With this classifier, and the dataset in X_subset, y_subset, I will explore the effect of `gamma` on classifier accuracy by using the `validation_curve` function to find the training and test scores for 6 values of `gamma` from `0.0001` to `10` (i.e. `np.logspace(-4,1,6)`). In this case, I will be using "accuracy" as the scoring metric.

For each level of `gamma`, `validation_curve` will fit 3 models on different subsets of the data, returning two 6x3 (6 levels of gamma x 3 fits per level) arrays of the scores for the training and test sets.
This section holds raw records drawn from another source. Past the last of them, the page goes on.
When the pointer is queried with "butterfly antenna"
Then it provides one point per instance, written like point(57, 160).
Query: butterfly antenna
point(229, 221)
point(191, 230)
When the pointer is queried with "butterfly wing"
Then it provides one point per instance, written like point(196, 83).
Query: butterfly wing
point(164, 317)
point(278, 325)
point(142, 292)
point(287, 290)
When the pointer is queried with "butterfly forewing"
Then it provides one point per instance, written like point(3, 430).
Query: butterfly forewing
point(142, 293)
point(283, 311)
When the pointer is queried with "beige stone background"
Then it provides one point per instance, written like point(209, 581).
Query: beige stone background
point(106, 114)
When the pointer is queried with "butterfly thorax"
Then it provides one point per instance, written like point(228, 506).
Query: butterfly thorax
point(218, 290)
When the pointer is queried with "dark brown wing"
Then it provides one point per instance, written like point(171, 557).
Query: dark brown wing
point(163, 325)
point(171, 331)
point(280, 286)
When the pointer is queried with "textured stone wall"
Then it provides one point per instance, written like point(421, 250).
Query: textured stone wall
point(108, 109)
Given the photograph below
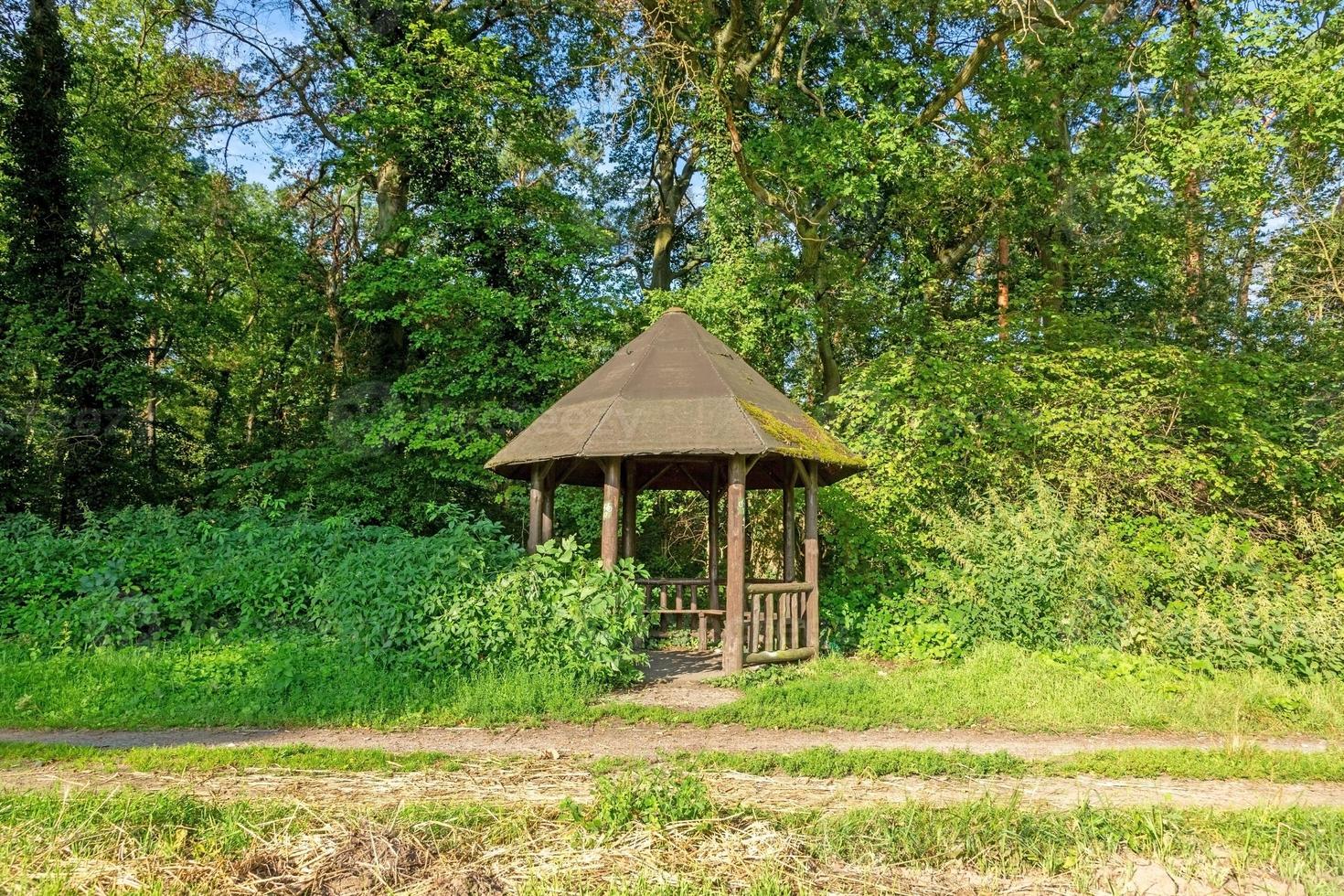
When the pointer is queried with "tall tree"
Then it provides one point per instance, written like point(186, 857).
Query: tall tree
point(46, 280)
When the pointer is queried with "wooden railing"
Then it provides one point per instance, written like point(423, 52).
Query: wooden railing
point(686, 604)
point(775, 624)
point(774, 618)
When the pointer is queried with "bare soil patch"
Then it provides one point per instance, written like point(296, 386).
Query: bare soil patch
point(645, 741)
point(549, 784)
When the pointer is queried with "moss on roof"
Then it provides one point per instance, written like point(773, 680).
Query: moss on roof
point(812, 443)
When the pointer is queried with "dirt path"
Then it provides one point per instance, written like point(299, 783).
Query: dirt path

I will find the mean score across the three models for each level of `gamma` for both arrays, creating two arrays of length 6, and return a tuple with the two arrays.


In [93]:
def mushsvc_scores():
    from sklearn.svm import SVC
    from sklearn.model_selection import validation_curve

    gamma = np.logspace(-4,1,6)
    train_scores, test_scores = validation_curve(SVC(), X_subset, y_subset ,param_name='gamma',param_range=gamma, cv=3)
    training_scores = train_scores.mean(axis=1)
    test_scores = test_scores.mean(axis=1)
    
    return (training_scores, test_scores)
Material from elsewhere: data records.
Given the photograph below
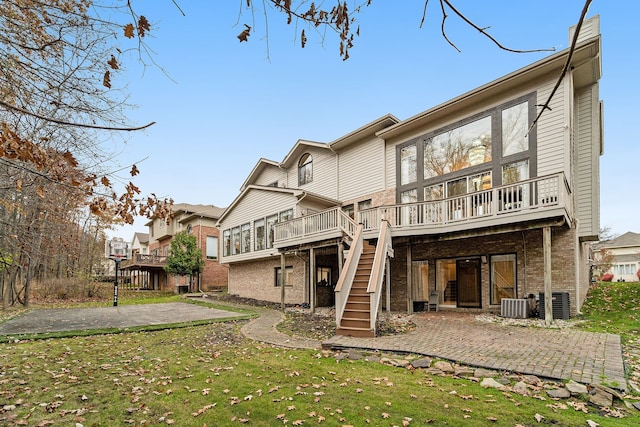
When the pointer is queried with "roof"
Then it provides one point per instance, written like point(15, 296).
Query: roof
point(142, 237)
point(586, 69)
point(365, 131)
point(257, 170)
point(295, 192)
point(627, 240)
point(299, 148)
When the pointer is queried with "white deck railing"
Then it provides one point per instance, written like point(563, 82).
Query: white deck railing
point(333, 219)
point(524, 196)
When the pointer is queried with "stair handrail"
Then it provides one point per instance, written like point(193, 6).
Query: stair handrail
point(384, 249)
point(343, 287)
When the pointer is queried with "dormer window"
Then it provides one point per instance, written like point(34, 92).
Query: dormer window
point(305, 169)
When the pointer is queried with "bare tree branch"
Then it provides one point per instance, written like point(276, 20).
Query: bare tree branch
point(80, 125)
point(567, 64)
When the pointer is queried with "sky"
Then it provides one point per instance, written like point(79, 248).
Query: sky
point(220, 105)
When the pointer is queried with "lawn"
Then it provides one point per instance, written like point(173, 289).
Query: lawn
point(211, 375)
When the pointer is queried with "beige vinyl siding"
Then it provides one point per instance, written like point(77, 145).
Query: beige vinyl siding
point(256, 204)
point(587, 142)
point(361, 170)
point(270, 175)
point(324, 173)
point(553, 133)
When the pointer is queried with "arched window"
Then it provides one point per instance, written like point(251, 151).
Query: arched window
point(305, 169)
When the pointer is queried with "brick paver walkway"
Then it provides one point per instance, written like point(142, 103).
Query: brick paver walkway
point(564, 354)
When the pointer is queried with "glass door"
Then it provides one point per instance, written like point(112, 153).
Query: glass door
point(468, 281)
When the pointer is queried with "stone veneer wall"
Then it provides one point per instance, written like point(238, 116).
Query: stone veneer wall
point(256, 279)
point(527, 246)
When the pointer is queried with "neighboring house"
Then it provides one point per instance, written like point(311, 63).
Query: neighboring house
point(460, 203)
point(148, 264)
point(625, 251)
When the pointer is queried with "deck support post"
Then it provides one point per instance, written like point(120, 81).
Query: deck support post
point(548, 288)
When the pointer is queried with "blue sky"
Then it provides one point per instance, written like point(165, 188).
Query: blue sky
point(226, 103)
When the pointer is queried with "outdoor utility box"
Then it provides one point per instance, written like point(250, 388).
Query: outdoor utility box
point(559, 306)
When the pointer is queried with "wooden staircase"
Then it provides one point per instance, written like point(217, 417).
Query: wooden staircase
point(356, 320)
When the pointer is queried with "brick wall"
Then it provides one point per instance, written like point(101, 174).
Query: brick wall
point(256, 280)
point(526, 245)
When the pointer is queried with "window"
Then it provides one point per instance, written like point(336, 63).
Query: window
point(288, 271)
point(515, 172)
point(212, 247)
point(323, 276)
point(245, 233)
point(258, 234)
point(349, 210)
point(408, 164)
point(285, 215)
point(226, 241)
point(458, 148)
point(235, 240)
point(271, 221)
point(515, 122)
point(305, 169)
point(492, 148)
point(503, 277)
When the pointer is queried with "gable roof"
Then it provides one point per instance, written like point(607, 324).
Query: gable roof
point(628, 239)
point(258, 169)
point(142, 237)
point(587, 68)
point(368, 130)
point(295, 192)
point(300, 148)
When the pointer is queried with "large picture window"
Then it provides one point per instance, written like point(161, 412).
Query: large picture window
point(492, 148)
point(305, 169)
point(408, 164)
point(212, 247)
point(503, 277)
point(288, 271)
point(258, 233)
point(458, 148)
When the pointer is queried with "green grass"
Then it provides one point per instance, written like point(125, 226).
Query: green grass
point(194, 376)
point(613, 307)
point(209, 374)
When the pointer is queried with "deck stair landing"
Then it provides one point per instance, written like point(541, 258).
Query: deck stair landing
point(356, 320)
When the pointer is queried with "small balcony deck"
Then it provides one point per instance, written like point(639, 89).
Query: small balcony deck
point(530, 200)
point(142, 261)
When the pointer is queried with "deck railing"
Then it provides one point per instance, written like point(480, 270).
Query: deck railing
point(523, 196)
point(333, 219)
point(145, 259)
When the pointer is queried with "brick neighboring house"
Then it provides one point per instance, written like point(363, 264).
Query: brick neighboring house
point(466, 204)
point(147, 267)
point(625, 250)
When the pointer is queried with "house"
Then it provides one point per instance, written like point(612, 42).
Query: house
point(472, 203)
point(625, 256)
point(146, 266)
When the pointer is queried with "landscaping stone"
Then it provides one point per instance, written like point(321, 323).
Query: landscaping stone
point(425, 362)
point(444, 366)
point(576, 388)
point(463, 371)
point(531, 379)
point(559, 393)
point(354, 355)
point(521, 388)
point(600, 397)
point(485, 373)
point(491, 383)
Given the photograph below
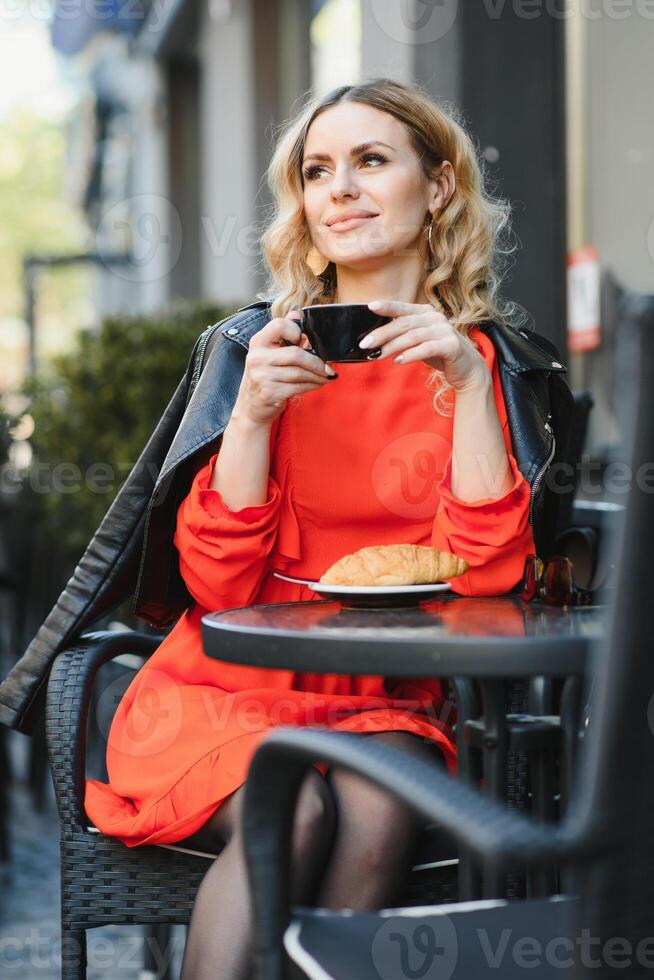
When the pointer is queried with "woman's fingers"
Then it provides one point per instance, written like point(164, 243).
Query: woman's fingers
point(403, 324)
mush_scores = mushsvc_scores()
mush_scores

(array([0.56647847, 0.93155951, 0.99039881, 1.        , 1.        ,
        1.        ]),
 array([0.56768547, 0.92959558, 0.98965952, 1.        , 0.99507994,
        0.52240279]))

### Plotting the accuracy for the values of gamma

In [94]:
def score_aucplot():
    import matplotlib.pyplot as plt
    %matplotlib notebook
    training_scores, test_scores = mush_scores
    plt.figure()
    plt.title('Validation Curve with SVM')
    plt.xlabel('$\gamma$ (gamma)')
    plt.ylabel('Score')
    plt.ylim(0.0, 1.1)
    lw = 2
    gamma = np.logspace(-4,1,6)
    plt.semilogx(gamma, training_scores, label='Training score',color='darkorange', lw=lw)
    plt.semilogx(gamma, test_scores, label='Cross-validation score',color='navy', lw=lw)
    plt.legend(loc='best')
    plt.hlines(0.9, 0, 10, linestyle='-', color='gray', alpha = 0.2)
    plt.text(10, 0.9, str(0.9), color = "gray", alpha = 0.5)
    plt.show()

score_aucplot()

<IPython.core.display.Javascript object>

Based on the  accuracy  scores above (`gamma` from `0.0001` to `10`), and considering at least 90% score, we can see that models with gamma less than 0.001 underfit the data, while gamma greater than 1 overfit the data.

gamma values between 0.001 and 1 fit the data well, however the best model is the model with `gamma = 0.1`.